A £45m concert hall planned for Edinburgh will be downsized to avoid a legal battle with the developers of a nearby hotel complex.
Impact Scotland, a music and performing arts charitable trust, agreed last week to a “substantial redesign” of the Dunard Centre after Nuveen Real Estate, the developer of the neighbouring Edinburgh St James hotel, cinema and shopping complex, petitioned for a judicial review. Nuveen claimed Edinburgh City Council failed to follow a skyline policy for the city centre in approving the project.
Following mediation, Impact has agreed to submit a new planning application that addresses Nuveen’s primary concern – that the height of the concert hall would block the view from its hotel. In return, Nuveen and the council have announced they will quash the judicial review proceedings.
The Dunard Centre was meant to have a 1000-seat auditorium, 200-seat studio, café, bar and all-purpose spaces for education and community outreach activities.
Though a spokesperson for Impact said it was too early to know whether its budget or 2023 opening date will change, overruns and delays are near inevitable as the trust starts the process of designing, consultation and approvals from scratch.
A deal for the city
Nuveen’s insistence on changes at a late stage in the planning process throws a spanner in the works for local and central government.
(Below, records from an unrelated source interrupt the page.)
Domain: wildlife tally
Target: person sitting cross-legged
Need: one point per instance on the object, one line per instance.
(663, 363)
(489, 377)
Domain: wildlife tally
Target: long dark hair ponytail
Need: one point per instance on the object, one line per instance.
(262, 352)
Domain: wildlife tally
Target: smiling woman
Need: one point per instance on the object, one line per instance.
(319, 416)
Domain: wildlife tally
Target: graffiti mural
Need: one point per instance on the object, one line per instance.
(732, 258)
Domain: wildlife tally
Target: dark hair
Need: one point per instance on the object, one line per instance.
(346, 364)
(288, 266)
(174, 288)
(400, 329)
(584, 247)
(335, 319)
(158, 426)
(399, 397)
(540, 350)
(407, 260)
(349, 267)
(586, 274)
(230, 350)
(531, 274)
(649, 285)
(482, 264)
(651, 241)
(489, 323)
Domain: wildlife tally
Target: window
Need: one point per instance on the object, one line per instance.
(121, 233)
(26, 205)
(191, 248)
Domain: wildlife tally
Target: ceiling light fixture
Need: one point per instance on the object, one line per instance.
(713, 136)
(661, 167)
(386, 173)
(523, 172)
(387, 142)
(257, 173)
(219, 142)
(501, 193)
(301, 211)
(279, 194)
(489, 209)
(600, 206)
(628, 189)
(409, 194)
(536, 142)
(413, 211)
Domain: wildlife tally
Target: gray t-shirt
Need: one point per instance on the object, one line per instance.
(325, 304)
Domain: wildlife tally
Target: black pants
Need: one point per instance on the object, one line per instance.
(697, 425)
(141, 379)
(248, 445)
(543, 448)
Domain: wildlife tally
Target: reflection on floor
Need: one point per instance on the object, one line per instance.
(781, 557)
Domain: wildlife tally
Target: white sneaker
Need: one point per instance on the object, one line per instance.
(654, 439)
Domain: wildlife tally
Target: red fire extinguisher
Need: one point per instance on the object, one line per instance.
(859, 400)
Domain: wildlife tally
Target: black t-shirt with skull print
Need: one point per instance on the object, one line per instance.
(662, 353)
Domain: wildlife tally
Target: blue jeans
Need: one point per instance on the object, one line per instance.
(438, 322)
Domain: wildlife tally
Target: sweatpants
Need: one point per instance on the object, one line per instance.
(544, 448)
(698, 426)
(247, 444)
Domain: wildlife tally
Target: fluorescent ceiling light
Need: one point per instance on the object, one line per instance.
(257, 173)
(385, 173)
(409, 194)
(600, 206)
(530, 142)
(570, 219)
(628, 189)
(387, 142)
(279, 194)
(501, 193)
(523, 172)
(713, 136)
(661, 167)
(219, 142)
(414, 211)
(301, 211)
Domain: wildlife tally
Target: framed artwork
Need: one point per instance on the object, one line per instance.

The Dunard Centre, which will be Edinburgh’s first purpose-built music and performance venue for more than 100 years and the new home of the Scottish Chamber Orchestra, is part of the UK and Scottish Government’s £1.3bn Edinburgh City Deal.
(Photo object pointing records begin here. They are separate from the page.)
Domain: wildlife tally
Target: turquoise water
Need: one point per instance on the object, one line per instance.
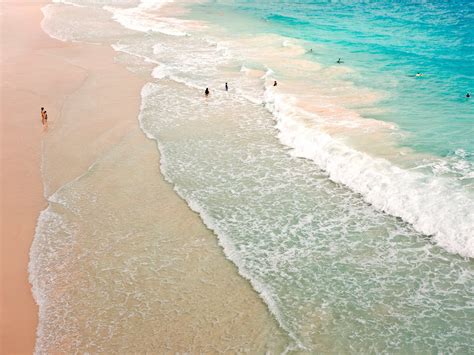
(387, 43)
(345, 194)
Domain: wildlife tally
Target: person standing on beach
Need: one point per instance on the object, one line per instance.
(42, 115)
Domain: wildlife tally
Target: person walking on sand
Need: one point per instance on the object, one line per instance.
(45, 118)
(42, 115)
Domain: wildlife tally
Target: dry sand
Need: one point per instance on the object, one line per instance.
(26, 85)
(94, 102)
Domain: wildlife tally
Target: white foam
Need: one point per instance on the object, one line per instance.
(145, 18)
(433, 205)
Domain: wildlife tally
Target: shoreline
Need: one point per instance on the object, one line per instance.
(25, 88)
(63, 77)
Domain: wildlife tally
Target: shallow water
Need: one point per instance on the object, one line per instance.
(349, 214)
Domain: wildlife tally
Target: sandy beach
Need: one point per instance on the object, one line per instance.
(92, 104)
(27, 84)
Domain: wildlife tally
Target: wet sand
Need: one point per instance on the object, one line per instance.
(30, 78)
(93, 104)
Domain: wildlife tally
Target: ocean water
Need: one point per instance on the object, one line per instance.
(345, 194)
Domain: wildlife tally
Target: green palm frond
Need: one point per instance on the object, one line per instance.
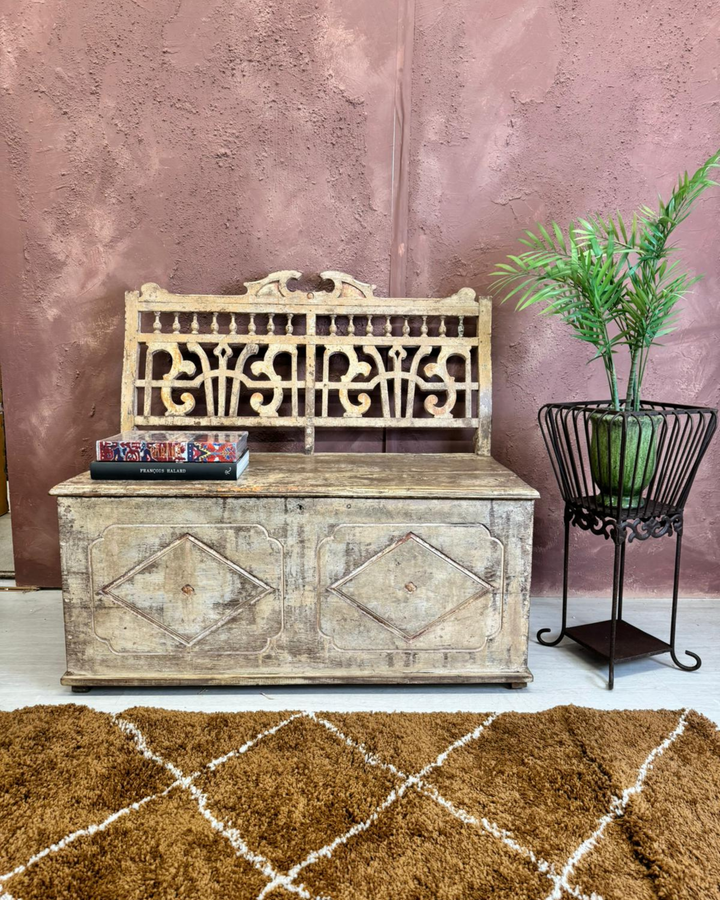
(612, 281)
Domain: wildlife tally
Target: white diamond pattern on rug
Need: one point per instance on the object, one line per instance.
(410, 586)
(560, 885)
(187, 589)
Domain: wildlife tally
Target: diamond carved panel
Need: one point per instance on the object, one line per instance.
(187, 589)
(410, 586)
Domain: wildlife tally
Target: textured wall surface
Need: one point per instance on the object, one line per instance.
(200, 145)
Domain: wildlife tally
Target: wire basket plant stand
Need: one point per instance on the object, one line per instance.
(626, 476)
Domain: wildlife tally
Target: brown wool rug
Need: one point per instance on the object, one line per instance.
(568, 803)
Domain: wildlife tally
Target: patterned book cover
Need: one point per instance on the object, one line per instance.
(162, 446)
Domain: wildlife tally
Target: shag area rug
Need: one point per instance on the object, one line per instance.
(568, 803)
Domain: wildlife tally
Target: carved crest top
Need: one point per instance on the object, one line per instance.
(278, 286)
(279, 355)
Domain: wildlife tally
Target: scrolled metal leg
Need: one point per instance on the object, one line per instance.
(618, 575)
(673, 621)
(565, 586)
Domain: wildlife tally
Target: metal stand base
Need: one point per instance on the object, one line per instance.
(615, 639)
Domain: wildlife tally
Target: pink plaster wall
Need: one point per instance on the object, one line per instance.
(203, 144)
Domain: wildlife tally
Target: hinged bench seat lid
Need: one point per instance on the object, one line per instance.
(372, 475)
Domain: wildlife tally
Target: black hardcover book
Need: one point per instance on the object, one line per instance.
(123, 471)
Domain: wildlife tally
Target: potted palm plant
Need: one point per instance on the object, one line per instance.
(617, 285)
The long-term investment deal contributed £25m to the venue, with £10m being fundraised through trusts, companies and individual philanthropists. The Dunard Fund is also making a large donation and underwriting any capital cost overruns and deficits in the centre’s first three years of operation.
In a statement released by all three parties, City of Edinburgh Council Leader Adam McVey said he was pleased there was an agreement to “get the concert hall back on track”, noting its importance in regenerating the east end of the city centre.
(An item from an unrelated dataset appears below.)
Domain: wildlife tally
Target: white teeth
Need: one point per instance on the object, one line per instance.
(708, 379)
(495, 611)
Nuveen Real Estate Director Martin Perry said: “We hope the new design will better accord with the aspirations for this quarter of the city.”
Despite the scale of its concession, Impact is pleased with the outcome of the mediation because it has averted a protracted and costly legal battle. In the statement, Chair Sir Ewan Brown said the trust was “hugely encouraged” by its discussions with Nuveen and Edinburgh City Council and will work closely with both parties to deliver a concert hall that meets Nuveen’s “needs”.
The development has long been controversial, with Nuveen complaining Impact’s chosen site near historic Dundas House was unsuitable. Local news outlets say disagreements between the two developers had escalated into a bitter row: TH Real Estate, an affiliate of Nuveen, wrote to city councillors warning support for the hall would be “a huge and damaging error”, leading to threats of legal action from Impact.
Councillors debated the plans for five hours before granting consent in April.
In an opinion published in student architecture magazine Crumble, Thomas Scott said public consultation was left until the “treacherous” full planning stage, possibly to avoid objections. Impact’s spokesperson said the plans went to public consultation twice.
Scott, who did not respond to a request for comment, wrote: “Not only is this disappointing because they have circumvented the process, but ultimately because it could lead to unnecessary delays. Edinburgh can’t move forward if every application beyond the size of a house extension gets caught up in never-ending debates about the city’s identity.”